The next tip is number 5, share your progress. So, I’ve seen a lot of people on social media share their progress, and what I can say about that is that the vast majority of comments are positive. So, they’re positive about the way that the progress is shared. They’re positive that people have made progress. So, if you’re looking for a slap on the back or a pat on the back, I should say definitely post your progress on social media. You’ll get a lot of positive feedback there.

The next tip, number 6 is imagine that you are getting paid. So, writers obviously get paid for the number of words that they write, and certainly if you go a day without writing that might mean a day without pay. If that’s you, if you’re struggling thinking that you’re getting paid for this, maybe you can actually set up a system where you do pay yourself or you reward yourself for writing. And I would reward yourself for streaks. So, the number of days weeks or months in a row that you write whatever every day. Writing in this case might be just two lines. It doesn’t have to be a whole heap of stuff, but it’s about making it consistent. Making it a habit so that every day it happens.

Number 7, don’t underestimate the power of a pretty program or the power of aesthetics. I know people out there who much prefer to write in word than Google Docs because one looks prettier than the other. There are lots of other programs out there that you could try. Don’t obviously let this become a distraction technique. Trying to search for the prettiest program, but don’t be afraid to change the font or to change the layout. Or change anything that you think will make it look prettier because that will probably motivate you to write more. And then ultimately at the end you can go back, and if you use things like style sheets which most word processors have, you can definitely go and easily change. For example, if you like Comic Sans, you can change Comic Sans to Times New Roman or Arial if that’s what the font of your thesis has to be. 

If you’re struggling to write, one of the ways that you can perhaps overcome that is to put some constraints on it or put it on social media. So, how would you write this if it was a tweet? How would you write it if it was for LinkedIn? How would you write it if it was for Instagram? What images would you use? All of those things might help you get over the hump.

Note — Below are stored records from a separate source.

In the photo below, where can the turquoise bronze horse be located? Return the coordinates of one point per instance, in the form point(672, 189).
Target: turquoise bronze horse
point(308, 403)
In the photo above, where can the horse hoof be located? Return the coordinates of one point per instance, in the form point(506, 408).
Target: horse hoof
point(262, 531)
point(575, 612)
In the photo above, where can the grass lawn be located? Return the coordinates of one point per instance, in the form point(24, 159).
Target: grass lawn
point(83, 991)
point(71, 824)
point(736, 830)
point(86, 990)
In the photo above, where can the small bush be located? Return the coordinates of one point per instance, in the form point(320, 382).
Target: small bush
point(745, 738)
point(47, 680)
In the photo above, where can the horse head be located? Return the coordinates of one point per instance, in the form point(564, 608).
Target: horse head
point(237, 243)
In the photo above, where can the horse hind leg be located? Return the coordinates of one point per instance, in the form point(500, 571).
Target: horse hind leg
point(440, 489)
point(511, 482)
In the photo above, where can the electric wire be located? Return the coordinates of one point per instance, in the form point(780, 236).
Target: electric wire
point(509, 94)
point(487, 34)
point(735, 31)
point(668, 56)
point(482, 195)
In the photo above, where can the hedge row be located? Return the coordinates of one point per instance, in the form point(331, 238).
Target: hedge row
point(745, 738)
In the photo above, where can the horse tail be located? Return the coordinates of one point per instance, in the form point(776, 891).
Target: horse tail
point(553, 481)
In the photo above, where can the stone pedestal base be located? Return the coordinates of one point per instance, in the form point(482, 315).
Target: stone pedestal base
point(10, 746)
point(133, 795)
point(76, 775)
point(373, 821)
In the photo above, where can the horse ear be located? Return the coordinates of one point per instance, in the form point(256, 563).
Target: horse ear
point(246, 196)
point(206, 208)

Number 9, regular writing is going to be awesome for your career. Pretty much no matter what career you’re in you’ll have to write. Whether that be inside academia or outside, and certainly in this day and age of building quote-unquote, “Brand You”, it’ll be really important for you to be able to write about yourself. Write blogs. Do content that shows what you’re capable of. So, every time you write, every time you practice writing, not only you helping on that specific writing task but you’re also helping build your writing skill set, and your writing profile in general.

The 10th item is to stop. Know when to stop. Know when enough is enough. If the enemy you’ve done is perfect, then you don’t need to worry about your article or your thesis being perfect. Reviewers want to criticize. Reviewers will criticize regardless of whether you think it’s perfect. So, send it off 80% done. It’ll probably get the same amount of criticism it would have got. But now, you get to do the next 20% of work directed towards a review of comments, and therefore get faster to an outcome that is a publication. So, know where to stop.

And finally, knowing when to stop is good because writing never ends. There will always be another article, another grant. Maybe not another thesis. Another social media posts. So, you’ll always have to be writing. So, getting good on it now will help you well into the future.

I hope those 11 tips have helped you in some way. Let me know how they go.